The names and dates and places change, but there is a sad sameness about each episode: there is a confrontation between a young black man and a white police officer, shots are fired, the young black man dies, and the facts are obscured by uncertain investigations and conflicting eyewitness accounts. Outraged protests follow, the peace of the community is shattered, everybody promises to "do something," and the incident is soon forgotten except by those suffering the most painful and intimate loss.

This time the names were Michael Brown and Darren Wilson, and the dates were several days following August 9, and the place was the St. Louis suburb of Ferguson, Missouri. Brown, age 18, and a friend were walking in the street at noon that Saturday when a police officer in a squad car told them to walk on the sidewalk. A confrontation occurred, Brown was shot several times, and his dead body left in the street for several hours. Though he would later be linked to stealing cigars from a convenience store just a few minutes before the shooting, the officer didn't know that. Protests and demonstrations turned violent, threats were made against the police, and it was six days before they felt it safe to identify the officer as Darren Wilson.

Although retired basketball superstar Kareem Abdul-Jabbar, now 67, writing for Time Magazine, described the Ferguson conflict as "class warfare" rather than "systematic racism," he also identified a divide we seem unable to bridge:

[T]o many in America, being a person of color is synonymous with being poor, and being poor is synonymous with being a criminal.

Skin is like wrapping paper; a package wrapped in brown paper is not made different or better when wrapped in white. That obvious truth is diminished by presuppositions we can't quite shake. As a boy riding my red bicycle, I was never once stopped by the police and asked, "Hey, Boy, where are you going with that bicycle? Where'd you get it, anyhow?" My black-skinned grandson has had that experience and heard those exact words at least twice.
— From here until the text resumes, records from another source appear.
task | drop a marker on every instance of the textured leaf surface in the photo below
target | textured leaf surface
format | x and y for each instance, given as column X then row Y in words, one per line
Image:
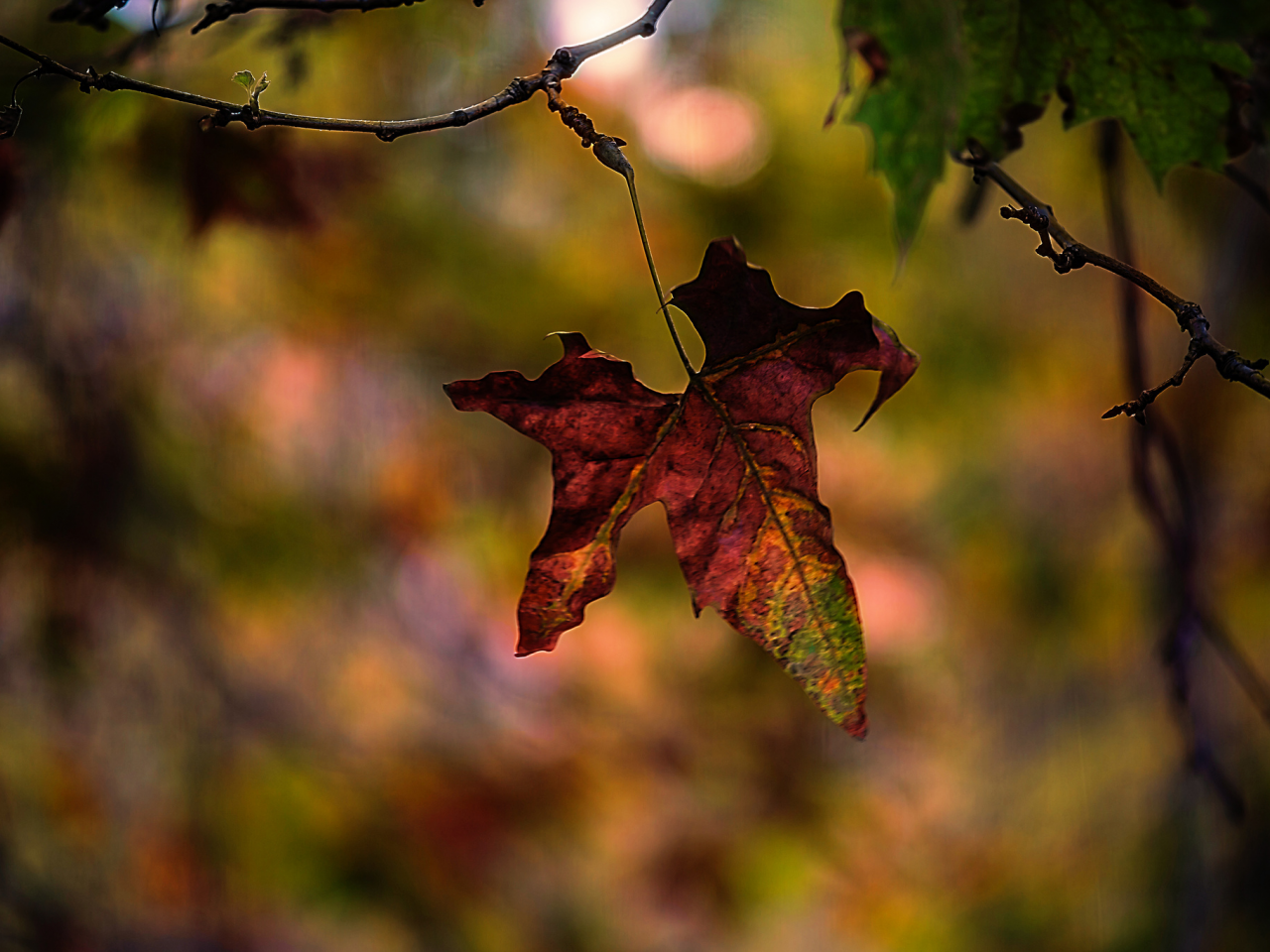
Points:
column 961, row 70
column 731, row 460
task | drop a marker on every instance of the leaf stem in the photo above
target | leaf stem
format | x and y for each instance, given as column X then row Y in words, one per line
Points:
column 629, row 175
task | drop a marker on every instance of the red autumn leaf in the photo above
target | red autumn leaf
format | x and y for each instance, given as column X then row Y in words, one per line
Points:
column 731, row 460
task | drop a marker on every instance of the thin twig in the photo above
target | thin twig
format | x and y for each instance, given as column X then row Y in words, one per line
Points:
column 1134, row 408
column 1072, row 254
column 564, row 62
column 1239, row 665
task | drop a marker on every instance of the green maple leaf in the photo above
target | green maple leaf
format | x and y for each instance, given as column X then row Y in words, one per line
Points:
column 971, row 71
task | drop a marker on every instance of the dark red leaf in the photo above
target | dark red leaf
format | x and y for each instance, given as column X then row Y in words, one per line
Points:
column 731, row 460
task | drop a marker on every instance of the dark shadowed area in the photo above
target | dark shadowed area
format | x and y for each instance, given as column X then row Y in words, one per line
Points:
column 259, row 579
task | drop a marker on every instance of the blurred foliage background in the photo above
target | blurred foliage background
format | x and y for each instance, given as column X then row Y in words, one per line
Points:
column 258, row 578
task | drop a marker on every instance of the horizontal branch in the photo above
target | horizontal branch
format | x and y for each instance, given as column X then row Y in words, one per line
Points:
column 1072, row 254
column 564, row 62
column 217, row 12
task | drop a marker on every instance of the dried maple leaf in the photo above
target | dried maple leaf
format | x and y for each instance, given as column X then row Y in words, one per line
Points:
column 731, row 460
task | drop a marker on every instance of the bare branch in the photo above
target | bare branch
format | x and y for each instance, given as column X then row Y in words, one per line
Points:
column 217, row 12
column 1241, row 666
column 564, row 62
column 1072, row 254
column 1135, row 408
column 86, row 13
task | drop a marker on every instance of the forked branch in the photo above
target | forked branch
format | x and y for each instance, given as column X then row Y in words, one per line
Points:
column 1071, row 254
column 564, row 62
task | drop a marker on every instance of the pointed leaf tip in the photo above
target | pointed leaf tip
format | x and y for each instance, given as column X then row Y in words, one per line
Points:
column 897, row 365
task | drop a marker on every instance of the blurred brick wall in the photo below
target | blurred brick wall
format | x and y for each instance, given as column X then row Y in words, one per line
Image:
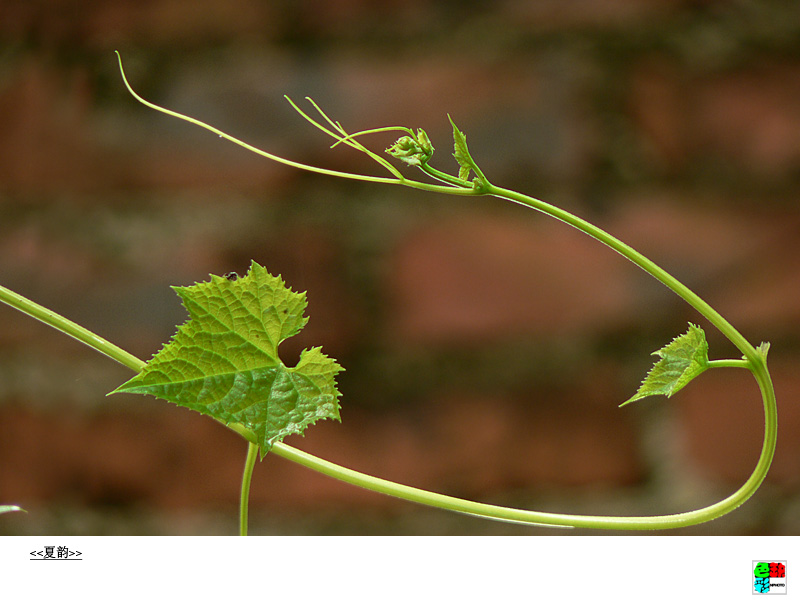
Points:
column 486, row 347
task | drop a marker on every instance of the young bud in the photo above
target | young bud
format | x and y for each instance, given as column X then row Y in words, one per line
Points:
column 415, row 151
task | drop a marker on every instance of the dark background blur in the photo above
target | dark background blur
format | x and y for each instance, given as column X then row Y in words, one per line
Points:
column 486, row 346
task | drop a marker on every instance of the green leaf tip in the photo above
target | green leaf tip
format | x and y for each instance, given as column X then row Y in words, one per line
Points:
column 461, row 152
column 683, row 359
column 223, row 362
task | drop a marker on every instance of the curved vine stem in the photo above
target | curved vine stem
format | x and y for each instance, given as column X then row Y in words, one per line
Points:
column 415, row 149
column 247, row 476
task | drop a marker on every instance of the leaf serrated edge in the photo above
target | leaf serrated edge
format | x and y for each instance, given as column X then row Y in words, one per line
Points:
column 662, row 353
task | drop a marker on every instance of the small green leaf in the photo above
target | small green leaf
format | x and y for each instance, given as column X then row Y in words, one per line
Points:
column 682, row 360
column 461, row 153
column 223, row 362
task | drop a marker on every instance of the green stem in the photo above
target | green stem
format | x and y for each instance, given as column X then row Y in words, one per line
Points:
column 635, row 257
column 754, row 359
column 244, row 499
column 47, row 316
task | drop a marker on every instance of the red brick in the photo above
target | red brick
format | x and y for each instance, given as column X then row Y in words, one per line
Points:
column 751, row 118
column 44, row 117
column 483, row 277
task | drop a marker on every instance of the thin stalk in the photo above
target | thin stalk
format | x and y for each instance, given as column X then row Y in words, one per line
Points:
column 754, row 359
column 53, row 319
column 635, row 257
column 244, row 499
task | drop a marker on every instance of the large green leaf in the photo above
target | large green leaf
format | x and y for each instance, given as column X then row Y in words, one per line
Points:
column 683, row 359
column 224, row 362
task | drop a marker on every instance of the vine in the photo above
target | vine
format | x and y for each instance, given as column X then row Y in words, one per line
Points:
column 247, row 381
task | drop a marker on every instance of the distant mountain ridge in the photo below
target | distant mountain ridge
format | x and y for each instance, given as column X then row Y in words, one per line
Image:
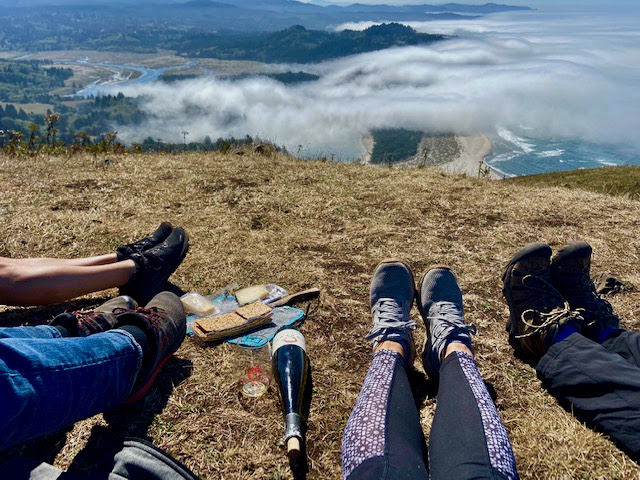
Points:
column 231, row 15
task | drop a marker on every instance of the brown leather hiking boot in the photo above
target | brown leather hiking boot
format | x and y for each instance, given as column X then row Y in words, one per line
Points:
column 164, row 323
column 570, row 275
column 537, row 309
column 83, row 323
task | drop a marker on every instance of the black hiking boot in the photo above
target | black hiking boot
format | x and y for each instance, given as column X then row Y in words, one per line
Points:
column 570, row 275
column 83, row 323
column 537, row 309
column 162, row 232
column 155, row 266
column 164, row 323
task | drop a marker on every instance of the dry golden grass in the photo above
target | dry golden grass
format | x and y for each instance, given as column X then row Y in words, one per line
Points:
column 255, row 219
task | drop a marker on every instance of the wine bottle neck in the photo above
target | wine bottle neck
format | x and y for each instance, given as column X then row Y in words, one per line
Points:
column 293, row 426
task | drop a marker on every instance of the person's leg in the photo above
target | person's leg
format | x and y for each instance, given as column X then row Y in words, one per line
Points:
column 383, row 438
column 468, row 439
column 70, row 262
column 112, row 356
column 49, row 383
column 35, row 284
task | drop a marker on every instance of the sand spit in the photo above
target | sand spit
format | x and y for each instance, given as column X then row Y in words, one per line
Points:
column 451, row 153
column 470, row 161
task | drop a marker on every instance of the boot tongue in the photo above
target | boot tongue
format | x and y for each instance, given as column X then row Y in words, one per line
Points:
column 548, row 296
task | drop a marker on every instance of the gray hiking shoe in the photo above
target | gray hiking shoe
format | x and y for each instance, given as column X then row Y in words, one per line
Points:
column 571, row 277
column 391, row 297
column 537, row 309
column 440, row 305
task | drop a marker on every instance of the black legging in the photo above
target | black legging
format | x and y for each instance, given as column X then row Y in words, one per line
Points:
column 383, row 438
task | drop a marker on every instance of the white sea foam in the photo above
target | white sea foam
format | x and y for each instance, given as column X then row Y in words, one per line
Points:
column 519, row 142
column 550, row 153
column 606, row 162
column 542, row 74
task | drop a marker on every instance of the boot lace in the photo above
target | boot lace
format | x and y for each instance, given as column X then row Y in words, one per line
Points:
column 448, row 323
column 549, row 297
column 155, row 315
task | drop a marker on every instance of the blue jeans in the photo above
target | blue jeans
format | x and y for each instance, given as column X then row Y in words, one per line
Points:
column 48, row 382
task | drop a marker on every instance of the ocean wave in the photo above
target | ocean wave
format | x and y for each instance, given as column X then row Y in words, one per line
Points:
column 519, row 142
column 550, row 153
column 605, row 162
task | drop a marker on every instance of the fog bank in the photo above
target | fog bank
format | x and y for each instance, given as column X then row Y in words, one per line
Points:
column 550, row 73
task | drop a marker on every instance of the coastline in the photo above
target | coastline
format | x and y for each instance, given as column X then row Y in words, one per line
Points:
column 473, row 150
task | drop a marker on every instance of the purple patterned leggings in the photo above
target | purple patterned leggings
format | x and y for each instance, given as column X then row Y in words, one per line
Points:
column 383, row 438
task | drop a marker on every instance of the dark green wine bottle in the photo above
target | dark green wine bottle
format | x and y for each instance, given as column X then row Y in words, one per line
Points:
column 290, row 370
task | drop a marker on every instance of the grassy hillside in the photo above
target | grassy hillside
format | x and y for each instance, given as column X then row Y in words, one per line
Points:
column 259, row 218
column 621, row 181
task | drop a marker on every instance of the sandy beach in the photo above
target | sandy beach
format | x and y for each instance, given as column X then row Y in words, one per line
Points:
column 473, row 150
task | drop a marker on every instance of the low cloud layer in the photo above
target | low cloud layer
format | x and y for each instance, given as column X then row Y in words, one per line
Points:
column 559, row 74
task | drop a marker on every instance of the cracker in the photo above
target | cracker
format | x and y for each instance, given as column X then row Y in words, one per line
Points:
column 253, row 310
column 217, row 323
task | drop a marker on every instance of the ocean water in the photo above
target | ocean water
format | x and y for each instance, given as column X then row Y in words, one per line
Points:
column 517, row 154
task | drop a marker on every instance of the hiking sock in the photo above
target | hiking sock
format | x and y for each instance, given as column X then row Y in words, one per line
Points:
column 139, row 336
column 565, row 331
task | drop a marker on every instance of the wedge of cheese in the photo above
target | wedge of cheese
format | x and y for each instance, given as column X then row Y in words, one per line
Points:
column 251, row 294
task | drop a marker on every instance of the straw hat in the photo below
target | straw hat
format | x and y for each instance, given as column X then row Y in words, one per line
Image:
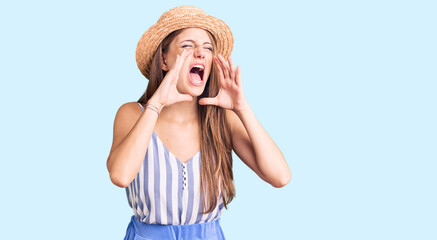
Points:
column 179, row 18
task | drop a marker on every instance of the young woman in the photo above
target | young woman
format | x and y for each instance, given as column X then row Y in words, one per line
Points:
column 172, row 150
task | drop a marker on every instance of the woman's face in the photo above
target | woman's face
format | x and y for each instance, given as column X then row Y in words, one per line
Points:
column 197, row 67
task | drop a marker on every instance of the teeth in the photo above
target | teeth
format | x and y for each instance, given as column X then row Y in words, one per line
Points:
column 199, row 66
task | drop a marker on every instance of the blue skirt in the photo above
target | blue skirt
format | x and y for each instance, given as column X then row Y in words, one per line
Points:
column 137, row 230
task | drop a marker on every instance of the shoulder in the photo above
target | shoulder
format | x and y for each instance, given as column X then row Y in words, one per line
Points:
column 129, row 111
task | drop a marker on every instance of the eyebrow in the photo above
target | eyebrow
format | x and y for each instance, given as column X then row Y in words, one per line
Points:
column 189, row 40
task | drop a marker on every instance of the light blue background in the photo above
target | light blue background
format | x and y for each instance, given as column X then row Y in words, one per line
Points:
column 347, row 90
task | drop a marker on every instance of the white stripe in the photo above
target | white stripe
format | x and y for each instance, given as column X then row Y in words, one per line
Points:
column 138, row 211
column 219, row 213
column 185, row 199
column 174, row 189
column 162, row 183
column 131, row 197
column 196, row 200
column 151, row 181
column 142, row 195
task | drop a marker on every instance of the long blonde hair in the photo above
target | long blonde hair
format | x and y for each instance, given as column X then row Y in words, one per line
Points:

Every Ferguson needs a level-headed, compassionate leader to calm the community outrage while understanding the emotion that produces it. In Missouri that leader was a 51-year-old, 27-year veteran of the Missouri Highway Patrol, married, and the father of two adult children. Captain Ron Johnson commands Troop C, covering 11 counties with 147 uniformed officers and 157 civilian employees. His superior officer, Major Bret Johnson (not related), said:

He happened to be here, and he happened to be African-American. He was perfect for [the job]. God took care of us there in that respect.

When Governor Jay Nixon put Captain Johnson in charge five days after the shooting, Johnson described how he went in the men's room:

[I] closed the door and looked in the mirror, and just began to pray. I just asked God to let me do the right thing. Do the thing that would be right for everybody.

When Captain Johnson hit the streets of Ferguson, where he had grown up and still lives nearby, the large man with all his police paraphernalia, and muscles straining his uniform seams could easily have met force with force. But he chose handshakes and hugs instead, renewing acquaintances, and assuring residents that he was there as a friend:

When this is over, I'm going to go in my son's room, my black son — who wears his pants saggy, his hat cocked to the side, he's got tattoos on his arms....

That obvious truth is diminished by presuppositions we can't quite shake.
He wanted people to know that "we can't burn our own house down" because relationships are more important than tats and beltlines... and riots.

I wish I could know Ron Johnson, a man who could weep with an angry mob and win them over with a few sentences:

This is my neighborhood. You are my family. You are my friends. And I am you.

I am privileged to know another Man who said something very much like that:

Greater love has no one than this, that he lay down his life for his friends. You are my friends...

Jesus said it as some of his last words to his closest disciples right before his betrayal, trials, and crucifixion (John 15:13-14). Later, the great encourager who gave us the New Testament book of Hebrews described our friend Jesus as one who is able:

...to empathize with our weaknesses... one who has been tempted in every way, just as we are — yet he did not sin. Let us then approach God's throne of grace with confidence, so that we may receive mercy and find grace to help us in our time of need (Hebrews 4:15-16).

Jesus' life says to us something very similar to what Ron Johnson said to a group of hurting and angry people: "This is my neighborhood. You are my family. You are my friends. And I am you."

And because of this, we can turn to Jesus with confidence in our times of need!